Chinese robotics company Agibot deployed its A2 humanoid robot at The Mark Hotel in New York on May 5, ahead of the 2026 Met Gala, in a collaboration with fashion designer Alexander Wang. The appearance marked the first time an embodied AI robot has attended a Met Gala pre-event, drawing significant attention from media, photographers, and bystanders gathered outside the hotel – a traditional staging ground for celebrity arrivals before the evening’s main event.
The A2 robot posed for photographers, changed posture on request, held items, and served drinks to guests – a set of tasks that demonstrated real-world manipulation and crowd navigation capability in one of the more operationally unpredictable environments a humanoid robot has been deployed in publicly. At one point the robot became briefly stuck exiting an elevator and required assistance from handlers before continuing. The moment was captured on video and circulated widely on social media alongside footage of the robot’s red carpet posing.
A2’s Operational Profile
The A2 is Agibot’s full-size humanoid platform, built with human-like proportions and bipedal locomotion designed for stability in crowded, uncontrolled environments. Its perception and decision-making systems allowed it to navigate the dense scene outside The Mark – cameras, crowds, and continuous movement – without significant incident beyond the elevator delay. The drink-serving and object-handling tasks performed during the event reflect the same dexterous manipulation capabilities Agibot has been demonstrating in its industrial deployments at Longcheer Technology’s electronics manufacturing facility.
Technology Meets Fashion
The collaboration with Alexander Wang aligned with the Met Gala’s 2026 theme of “Fashion is Art”. For Agibot, the appearance served a dual purpose: demonstrating the A2’s capability in a chaotic, high-visibility public environment, and positioning embodied AI as a presence in cultural spaces beyond its established industrial context.

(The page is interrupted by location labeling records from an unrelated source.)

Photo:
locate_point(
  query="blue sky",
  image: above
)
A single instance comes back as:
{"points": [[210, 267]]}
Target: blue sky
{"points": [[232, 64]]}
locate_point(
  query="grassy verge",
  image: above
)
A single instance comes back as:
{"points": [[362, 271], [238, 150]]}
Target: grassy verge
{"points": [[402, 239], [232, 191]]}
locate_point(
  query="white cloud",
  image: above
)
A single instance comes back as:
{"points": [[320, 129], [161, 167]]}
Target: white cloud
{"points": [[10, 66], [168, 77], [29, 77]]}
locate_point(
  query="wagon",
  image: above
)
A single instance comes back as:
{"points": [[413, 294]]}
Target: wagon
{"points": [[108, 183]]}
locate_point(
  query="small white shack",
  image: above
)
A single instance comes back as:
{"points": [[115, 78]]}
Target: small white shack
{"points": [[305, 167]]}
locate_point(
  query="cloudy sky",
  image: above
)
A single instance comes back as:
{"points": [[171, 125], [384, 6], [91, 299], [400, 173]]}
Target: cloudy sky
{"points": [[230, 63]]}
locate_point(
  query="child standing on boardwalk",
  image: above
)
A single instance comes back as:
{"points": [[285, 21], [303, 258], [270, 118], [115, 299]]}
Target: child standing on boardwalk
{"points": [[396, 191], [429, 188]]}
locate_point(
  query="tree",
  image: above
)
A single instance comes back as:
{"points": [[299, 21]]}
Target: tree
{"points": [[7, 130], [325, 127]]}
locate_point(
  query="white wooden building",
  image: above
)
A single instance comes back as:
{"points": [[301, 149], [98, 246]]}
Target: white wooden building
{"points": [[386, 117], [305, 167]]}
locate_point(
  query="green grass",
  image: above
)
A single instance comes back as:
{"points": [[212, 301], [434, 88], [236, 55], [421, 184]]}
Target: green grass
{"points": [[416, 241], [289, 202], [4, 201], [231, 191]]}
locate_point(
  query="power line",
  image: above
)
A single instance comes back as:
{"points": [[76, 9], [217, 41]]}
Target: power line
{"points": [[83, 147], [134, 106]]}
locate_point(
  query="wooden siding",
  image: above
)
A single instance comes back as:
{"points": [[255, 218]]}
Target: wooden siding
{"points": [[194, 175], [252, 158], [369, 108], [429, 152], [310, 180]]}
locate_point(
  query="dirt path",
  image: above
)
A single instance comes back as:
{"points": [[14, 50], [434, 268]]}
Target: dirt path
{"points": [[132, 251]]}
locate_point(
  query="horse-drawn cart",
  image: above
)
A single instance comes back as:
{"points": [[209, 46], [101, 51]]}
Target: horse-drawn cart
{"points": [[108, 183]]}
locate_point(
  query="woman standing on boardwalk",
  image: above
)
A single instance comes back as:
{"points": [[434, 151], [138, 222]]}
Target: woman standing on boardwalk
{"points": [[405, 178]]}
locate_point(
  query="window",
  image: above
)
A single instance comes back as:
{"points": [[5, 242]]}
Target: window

The Met Gala deployment is the latest in a series of public-facing appearances by Chinese humanoid robots – from the Beijing half-marathon to the Spring Festival gala – that serve as demonstration platforms in front of large audiences. The A2’s appearance at one of the most globally watched fashion events of the year extends that pattern into Western cultural territory, with the added dimension of a commercial fashion partnership providing the access and framing.
Agibot has previously stated its ambition to expand embodied AI deployment from manufacturing and logistics into service and consumer environments. The Met Gala appearance, whatever its promotional character, put the A2 in a setting that tested navigation, interaction, and object handling in conditions no factory floor replicates.